Why are textbook authors often not the most famous/cited researchers?
You have already mentioned most of the things that are going on.
- Someone who is good at doing research is not necessarily someone who is good at writing textbooks. These are different skills.
- There are only 24 hours in a day, and an hour spent on writing textbook is an hour not spent on research. A person becomes a top-researcher by being strategic in the way (s)he manages her or his time. That often means not writing textbooks (see point below).
- The "value" of a book differs a lot from (sub-(sub-))discipline to (sub-(sub-))discipline. Some value books (but even those not necessarily textbooks), and in some writing a book is basically a waste of time.
From a mathematical (US based) perspective I would say it depends on the level of the textbook. Any proper undergrad textbooks will usually be written by people who are much more interested in being teachers than researchers and thank god for that. Undergrad texts are extremely basic and the amount of depth required or even possible, is essentially nil.
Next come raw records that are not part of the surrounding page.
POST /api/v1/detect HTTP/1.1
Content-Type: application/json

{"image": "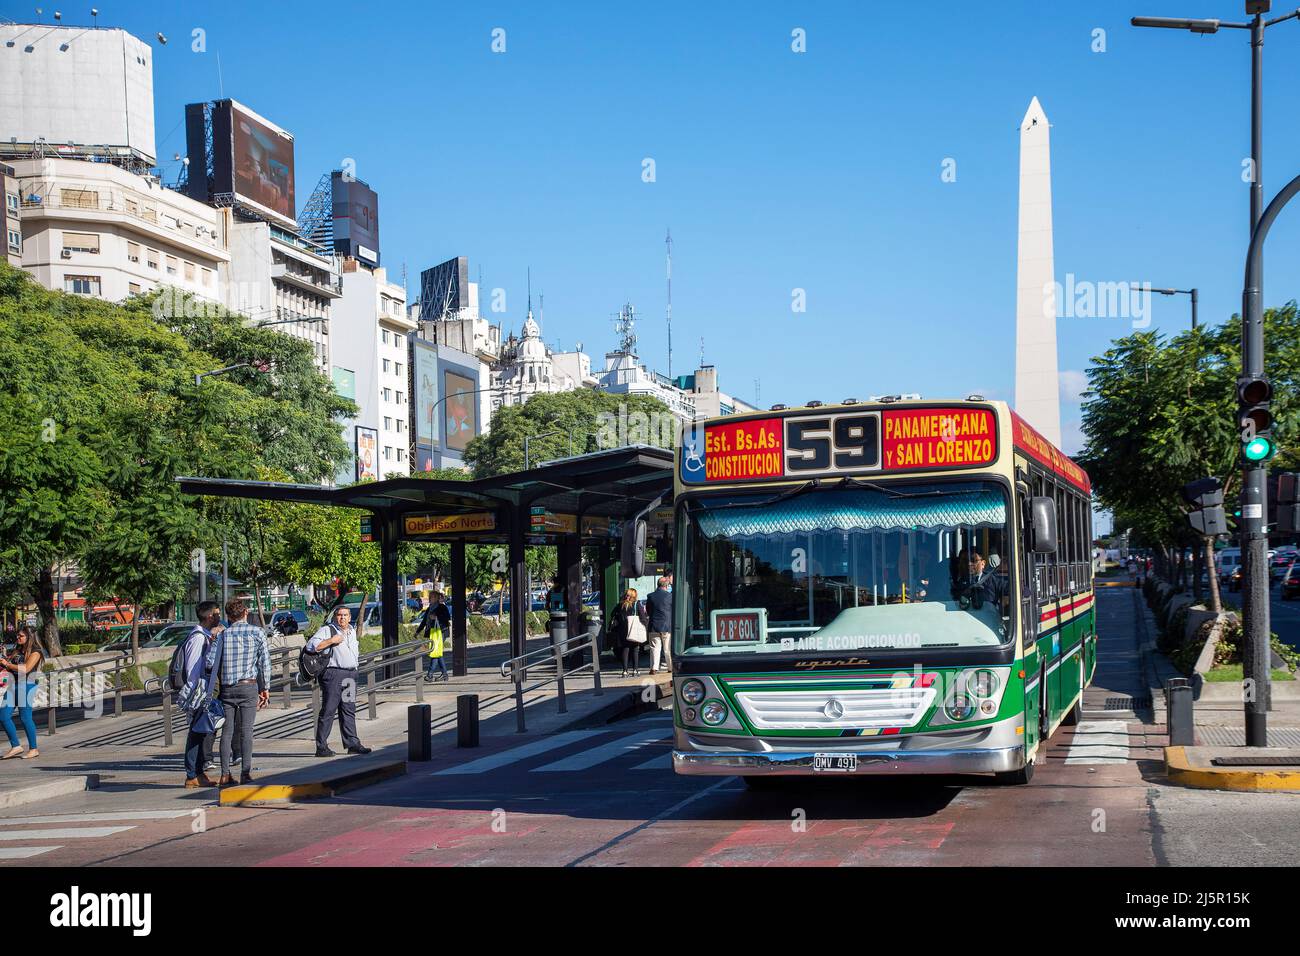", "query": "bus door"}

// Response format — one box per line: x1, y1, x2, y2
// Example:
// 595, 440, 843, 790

Any person with basic knowledge of the subject should be proficient enough in the mathematics to write the book without errors and with all the depth required. The important part of writing an undergrad textbook is being a good educator and teacher and being able to explain and impart the knowledge to undergraduate students. This is a skill many (if not most) high profile research mathematicians thoroughly lack.
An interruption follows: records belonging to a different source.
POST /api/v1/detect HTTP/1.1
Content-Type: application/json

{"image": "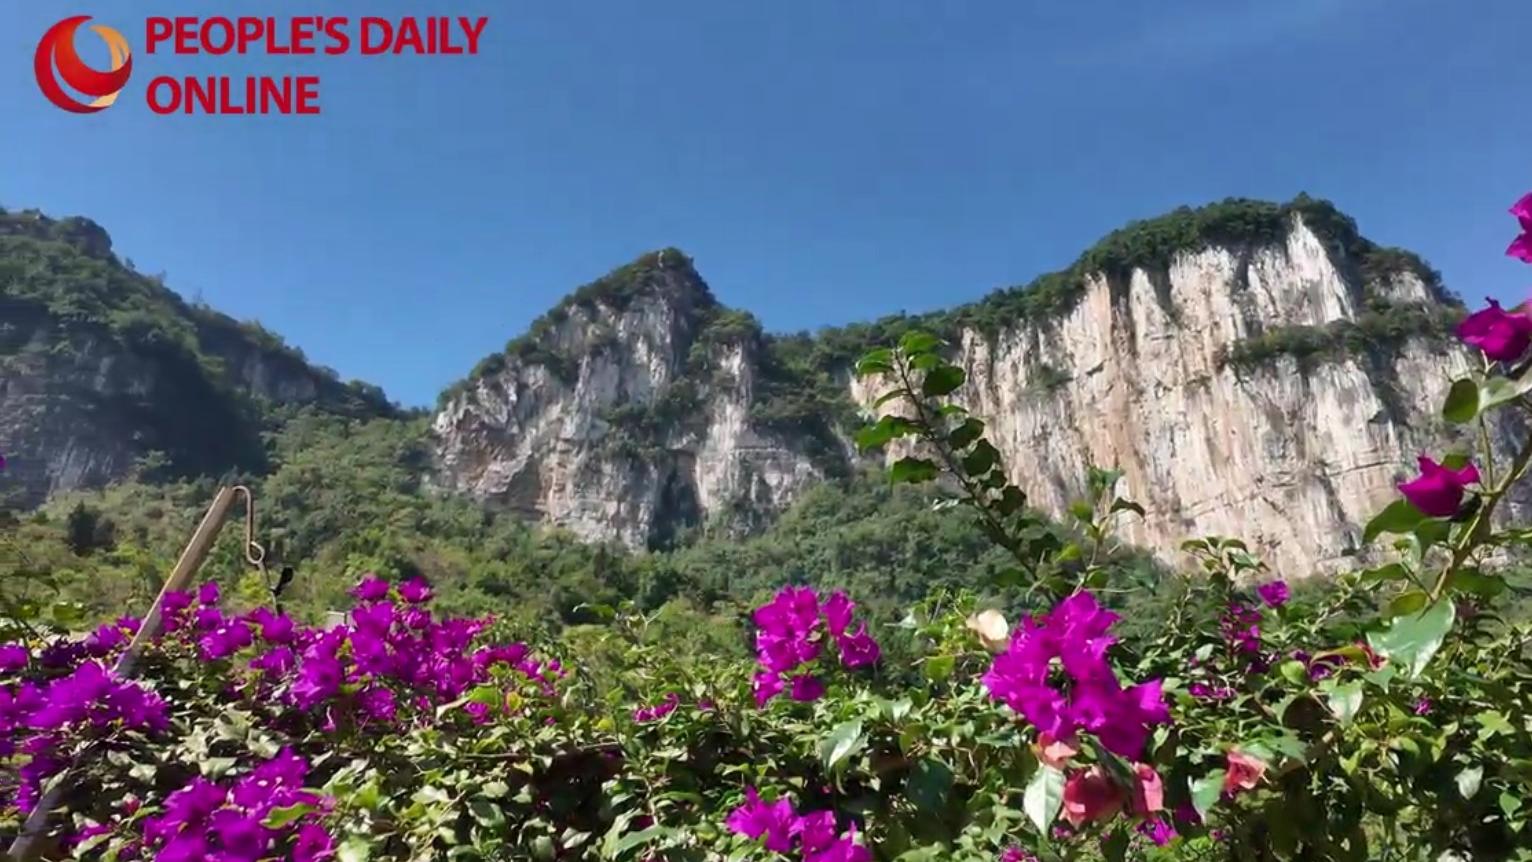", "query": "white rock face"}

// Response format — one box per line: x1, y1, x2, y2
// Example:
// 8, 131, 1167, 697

430, 253, 825, 547
849, 215, 1506, 575
433, 220, 1497, 575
On the other hand at the graduate and even advanced undergraduate level textbooks at least in my field of interest (set theory and foundations) were written by incredibly high profile research scientists that were probably in the top 10 in the world in their respective fields. Just to mention a few, Kunen Set Theory An Introduction to Independence Proofs, Juhász Cardinal invariants of the continuum, Chang & Kiesler Model theory. There is also the handbook of set theoretic topology which while not exactly a textbook and not by a single author, is almost an textbook and the contributors were all extremely good research scientists.
From a different field I know CGEL (Cambridge grammar of the english language) and A student's introduction to the English language, from the field of linguistics are both from Huddlestone and Pullum who as far as I can tell (I'm certainly no linguistics expert) are both extremely well thought of in their research community.
To summarize I think that the early and mid undergraduate textbooks are often written by educators, both since they would probably be quite boring for a research scientist to write (though Rudin is a household name and you certainly can't accuse him of not being a research scientist) and the educational aspect of the work is extremely important (though again Set theory by Kunen is certainly a great textbook both in terms of depth and educational values).
On the other hand late undergrad and graduate textbooks are often written by stars of the research community.
Just to complement the excellent answer from @Maarten Buis:
In my experience, the authors of the best textbooks at the senior undergraduate or graduate level are typically some of the top researchers in their field. In applied math, for instance, Gil Strang is certainly one of the leaders of the field and also the author of several extremely popular texts. Virtually all of my favorite graduate-level texts in numerical analysis and hyperbolic PDEs are written by leading researchers.
The same cannot be said for texts at the introductory undergraduate level. Top-notch mathematicians don't write calculus texts, though perhaps one of them ought to.